Robust Visual Object Tracking mean shift, particle filters and point features
Visual object tracking has been identified as a promising technique for many computer vision applications like surveillance, flight navigation, video compression and driver assistance. The main idea is to find the state of
the object and how it changes over time, in recursive video frames. The state can be arbitrarily complex but usually consists of object shape and appearance. Robust visual tracker has to deal many challenges like object affine transformation, pose change, deformation, partial or full occlusion, complex background or clutter, dynamic camera, image noise, illumination change and real time constraint.
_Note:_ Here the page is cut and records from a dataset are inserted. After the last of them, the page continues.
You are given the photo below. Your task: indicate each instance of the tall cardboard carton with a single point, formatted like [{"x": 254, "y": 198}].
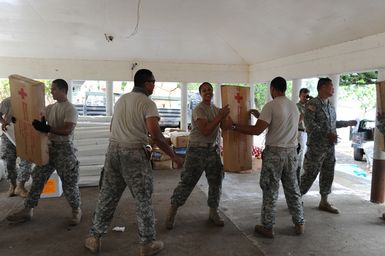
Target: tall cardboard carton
[
  {"x": 237, "y": 146},
  {"x": 27, "y": 99}
]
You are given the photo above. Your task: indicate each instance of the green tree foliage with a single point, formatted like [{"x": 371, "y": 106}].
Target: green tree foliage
[
  {"x": 359, "y": 88},
  {"x": 358, "y": 78},
  {"x": 260, "y": 96}
]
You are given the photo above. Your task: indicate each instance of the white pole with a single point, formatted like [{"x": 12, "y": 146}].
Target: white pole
[
  {"x": 217, "y": 95},
  {"x": 109, "y": 98},
  {"x": 297, "y": 85},
  {"x": 336, "y": 83},
  {"x": 70, "y": 90},
  {"x": 183, "y": 107}
]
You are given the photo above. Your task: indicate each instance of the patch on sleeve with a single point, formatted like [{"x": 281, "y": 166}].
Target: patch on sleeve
[{"x": 311, "y": 107}]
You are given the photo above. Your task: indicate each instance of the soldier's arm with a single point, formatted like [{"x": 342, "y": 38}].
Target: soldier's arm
[
  {"x": 152, "y": 124},
  {"x": 65, "y": 130}
]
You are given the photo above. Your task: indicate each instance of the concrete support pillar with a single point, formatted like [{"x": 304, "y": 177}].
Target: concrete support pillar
[
  {"x": 109, "y": 97},
  {"x": 70, "y": 90},
  {"x": 268, "y": 95},
  {"x": 377, "y": 194},
  {"x": 336, "y": 83},
  {"x": 252, "y": 102},
  {"x": 217, "y": 95},
  {"x": 297, "y": 85},
  {"x": 183, "y": 106}
]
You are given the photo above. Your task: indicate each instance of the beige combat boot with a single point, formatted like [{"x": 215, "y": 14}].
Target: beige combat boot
[
  {"x": 324, "y": 205},
  {"x": 299, "y": 229},
  {"x": 215, "y": 218},
  {"x": 21, "y": 216},
  {"x": 11, "y": 190},
  {"x": 265, "y": 232},
  {"x": 151, "y": 248},
  {"x": 94, "y": 244},
  {"x": 76, "y": 217},
  {"x": 20, "y": 190},
  {"x": 170, "y": 220}
]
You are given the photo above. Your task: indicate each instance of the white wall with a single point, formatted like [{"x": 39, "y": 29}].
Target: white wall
[
  {"x": 359, "y": 55},
  {"x": 121, "y": 70}
]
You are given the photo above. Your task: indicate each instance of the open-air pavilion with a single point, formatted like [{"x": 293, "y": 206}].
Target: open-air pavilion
[{"x": 244, "y": 41}]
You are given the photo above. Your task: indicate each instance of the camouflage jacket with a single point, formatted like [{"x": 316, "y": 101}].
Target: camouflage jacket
[{"x": 320, "y": 120}]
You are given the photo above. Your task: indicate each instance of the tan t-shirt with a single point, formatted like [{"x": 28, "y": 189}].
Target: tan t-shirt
[
  {"x": 204, "y": 111},
  {"x": 6, "y": 109},
  {"x": 59, "y": 113},
  {"x": 129, "y": 119},
  {"x": 282, "y": 116}
]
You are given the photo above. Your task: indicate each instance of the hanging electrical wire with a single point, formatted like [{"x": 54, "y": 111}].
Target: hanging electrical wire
[{"x": 137, "y": 20}]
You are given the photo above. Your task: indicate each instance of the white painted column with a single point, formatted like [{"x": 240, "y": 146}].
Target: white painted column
[
  {"x": 268, "y": 95},
  {"x": 183, "y": 106},
  {"x": 297, "y": 85},
  {"x": 377, "y": 194},
  {"x": 336, "y": 83},
  {"x": 109, "y": 97},
  {"x": 217, "y": 95},
  {"x": 70, "y": 90}
]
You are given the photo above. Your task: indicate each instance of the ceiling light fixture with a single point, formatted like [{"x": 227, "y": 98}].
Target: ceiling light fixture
[{"x": 109, "y": 38}]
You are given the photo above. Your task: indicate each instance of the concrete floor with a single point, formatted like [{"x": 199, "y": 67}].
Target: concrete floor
[{"x": 358, "y": 230}]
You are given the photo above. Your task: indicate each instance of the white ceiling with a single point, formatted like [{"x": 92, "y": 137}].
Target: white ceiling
[{"x": 183, "y": 31}]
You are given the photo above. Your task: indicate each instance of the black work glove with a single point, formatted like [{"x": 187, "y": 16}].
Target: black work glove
[{"x": 41, "y": 126}]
This thesis addresses the problems in visual object tracking by combining object appearance, shape and motion of bounding box. The proposed method uses anisotropic mean-shift tracker for appearance similarity while SIR particle filter for tracking of bounding box. It adds spatial information
in histogram calculation by dividing the bounding box into disjoint areas and finds the height, width and orientation of the region by checking the goodness of the sub region bandwidth estimate through Bhattacharyya similarity coefficient. Unlike previous algorithms to embed the mean-shift tracker in PF framework, the proposed method extends the idea in  by not only renewing the box center, but also adding the width, height and orientation estimation of region by using multi-mode anisotropic mean shift. The combined scheme is able to maintain the merits of both methods, uses a small number of particles (<20) and stabilize the trajectories of target during occlusion.
A method for combining local point features and global appearance-based video tracking is also discussed. In the first step, it uses SIFT algorithm for extracting and matching local features and RANSAC to estimate the affine
transformation parameters of bounding box. In the second step, results are further refined by appearance based tracking through mean shift. The goal of this fusion is twofold: to avoid point feature tracking failure, if the number of correct matches falls below the minimum required to estimate the motion model and to handle partial occlusion by utilizing the local salient point features in the no-occluded part.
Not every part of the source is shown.